I’m going to do something a little different: I’m going to quote something that I wrote on my blog:
I received a gift today, in the form of a post by Ian Paul. That post is about the Greek word hypomone, which means “patient eudurance,” “the capacity to hold out or bear up in the face of difficulty, patience, endurance, fortitude, steadfastness, perseverance.” The associated verb, hypomeno, means “to stay in a place beyond an expected point of time, remain/stay (behind), while others go away”; “to maintain a belief or course of action in the face of opposition, stand one’s ground, hold out, endure, remain instead of fleeing.”

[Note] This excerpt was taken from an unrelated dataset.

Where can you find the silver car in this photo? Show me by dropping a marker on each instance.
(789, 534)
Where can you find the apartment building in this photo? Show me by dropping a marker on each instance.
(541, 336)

Love, St. Paul says, “bears all things, believes all things, hopes all things, endures all things” — panta hypomenei. That’s 1 Corinthians 13:7, and I think I’ll make it my verse for 2021. My prayer for myself is that I will have the patient endurance, this year, to maintain my beliefs, my core commitments, “in the face of opposition”; to stand firm and defend what I care most about “beyond an expected point of time … while others go away.” I declare 2021 The Year of Hypomone.
At Marginalia, my friend Tim Larsen has published a delightful introduction to the work of George MacDonald:
MacDonald was not merely helping to create a more playful and less earnest form of children’s literature—he was helping to foster a new attitude toward childhood. Maybe a child’s imagination should be cultivated rather than curbed. Maybe even it was not just that children needed to learn how to become adults, but that adults also needed to learn how to become children again. Jesus himself had said as much, but the Victorians were apt to assume that the Master was confining the thought to one specific trait of childhood such as a willingness to trust. What if the wild imaginative play and fantasy worlds of children were also a part of what adults needed to recover?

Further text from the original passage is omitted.